By differentiating, we obtain

$$ f_{Z_n}(x) = f_{\bar{X_n}}(\frac{x}{\sqrt{n}} + 1)\frac{1}{\sqrt{n}} = \frac{n^n}{\Gamma(n)} \Bigl( \frac{x}{\sqrt{n}} + 1 \Bigr)^{n-1} e^{-n(\frac{x}{\sqrt{n}} + 1)} \frac{1}{\sqrt{n}}, ~~ x > 0. $$

Now, finally, we can calculate $E(e^{tZ_n})$, the mgf of Z_n.

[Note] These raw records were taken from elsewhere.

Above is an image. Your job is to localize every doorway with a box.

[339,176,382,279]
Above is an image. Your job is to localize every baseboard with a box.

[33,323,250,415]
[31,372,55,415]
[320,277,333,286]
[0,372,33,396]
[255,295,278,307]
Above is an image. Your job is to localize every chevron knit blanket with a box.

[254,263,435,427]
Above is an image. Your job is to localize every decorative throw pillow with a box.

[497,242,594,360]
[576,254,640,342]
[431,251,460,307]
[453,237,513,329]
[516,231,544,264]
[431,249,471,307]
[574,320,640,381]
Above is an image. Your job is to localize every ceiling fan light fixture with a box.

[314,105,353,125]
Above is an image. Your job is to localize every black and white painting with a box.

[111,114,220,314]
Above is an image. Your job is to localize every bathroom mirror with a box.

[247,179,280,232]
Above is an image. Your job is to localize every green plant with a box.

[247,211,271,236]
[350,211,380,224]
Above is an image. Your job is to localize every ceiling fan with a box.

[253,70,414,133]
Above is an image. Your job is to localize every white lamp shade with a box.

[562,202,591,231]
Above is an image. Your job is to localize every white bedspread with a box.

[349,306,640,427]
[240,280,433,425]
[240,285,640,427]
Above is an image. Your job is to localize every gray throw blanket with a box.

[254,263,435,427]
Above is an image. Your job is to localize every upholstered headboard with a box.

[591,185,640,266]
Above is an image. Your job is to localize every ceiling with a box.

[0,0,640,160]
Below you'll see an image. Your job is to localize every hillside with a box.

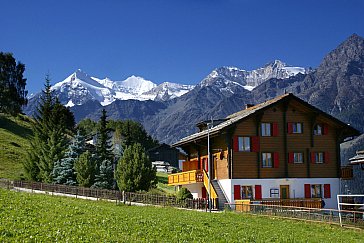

[0,114,32,179]
[0,189,364,242]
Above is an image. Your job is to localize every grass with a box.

[0,189,364,242]
[0,114,32,179]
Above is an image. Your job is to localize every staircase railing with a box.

[203,170,218,199]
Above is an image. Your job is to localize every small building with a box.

[148,143,180,168]
[168,94,360,208]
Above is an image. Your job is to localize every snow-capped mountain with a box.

[52,70,194,107]
[200,60,311,91]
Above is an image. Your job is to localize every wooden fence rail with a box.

[0,180,208,210]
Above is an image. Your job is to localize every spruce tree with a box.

[92,160,114,189]
[74,150,95,187]
[24,76,72,182]
[53,131,85,185]
[115,143,156,192]
[0,52,28,115]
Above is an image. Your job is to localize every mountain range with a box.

[25,34,364,148]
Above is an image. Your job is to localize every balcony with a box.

[168,170,204,186]
[340,166,353,180]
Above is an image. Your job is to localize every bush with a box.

[176,187,193,200]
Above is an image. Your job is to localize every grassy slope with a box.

[0,114,32,179]
[0,189,364,242]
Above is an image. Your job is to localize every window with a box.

[311,184,322,198]
[260,123,272,137]
[292,122,303,133]
[239,137,250,151]
[293,153,303,164]
[241,186,253,199]
[315,152,324,164]
[262,153,273,168]
[313,124,323,135]
[270,188,279,198]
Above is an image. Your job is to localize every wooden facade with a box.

$$ E(e^{tZ_n}) = \int_{0}^{\infty}e^{tx}f_{Z_n}(x) = \int_{0}^{\infty}e^{tx} \frac{n^n}{\Gamma(n)} \Bigl( \frac{x}{\sqrt{n}} + 1 \Bigr)^{n-1} e^{-n(\frac{x}{\sqrt{n}} + 1)} \frac{1}{\sqrt{n}} dx $$

This is where I'm currently stuck. This integral seems crazy and it makes me think I may be doing something wrong, or at least it makes me think there must be some easier path to solving this problem.

Edit:

Thanks to Clement's comment, I realized that I can calculate $ E(e^{tZ_n}) $ using the mgf of $\bar{X_n}$, which I had already calculated. Then the calculation of the desired limit, which is not a trivial one, has been shown in the answer to the question. This question can be closed.

Best Answer

$\newcommand{\e}{\operatorname E}$ \begin{align} M_{Z_n}(t) = {} & \e(e^{tZ_n} ) = \e\left( e^{t(\overline X_n -1)\sqrt n} \right) \\[8pt] = {} & e^{-t\sqrt n}\e\left(e^{t(X_1+\cdots +X_n)/\sqrt n} \right) = e^{-t\sqrt n} \left( \e\left(e^{tX_1/\sqrt n} \right) \right)^n \\[8pt] = {} & e^{-t\sqrt n} \big( M_{X_1}(t/\sqrt n) \big)^n = e^{-t\sqrt n} \left( \frac 1 {1 - \frac t {\sqrt n}} \right)^n \\[8pt] = {} & \exp \left( -t\sqrt n - n \log\left( 1 - \tfrac t {\sqrt n} \right) \right) \end{align} This logarithm has a power series: \begin{align} & -t\sqrt n - n \log\left( 1 - \tfrac t {\sqrt n} \right) \\[8pt] = {} & -t\sqrt n - n\left( \tfrac{-t}{\sqrt n} - \tfrac{(-t/\sqrt n)^2} 2 + \tfrac{(-t/\sqrt n)^3} 3 - \tfrac {(-t/\sqrt n)^4} 4 + \cdots \right) \\[8pt] = {} & \frac{t^2} 2 + (\text{terms that approach 0 as } n\to\infty). \end{align}

Ultimately the goal is to show that the sequence of CDFs converges to the CDF of the standard normal. What is shown here is that the sequence of MGFs converges to the MGF of the standard normal. A "continuity theorem," often omitted from statements of exercises like this one, say that if the sequence of MGFs converges, then so does the sequence of CDFs.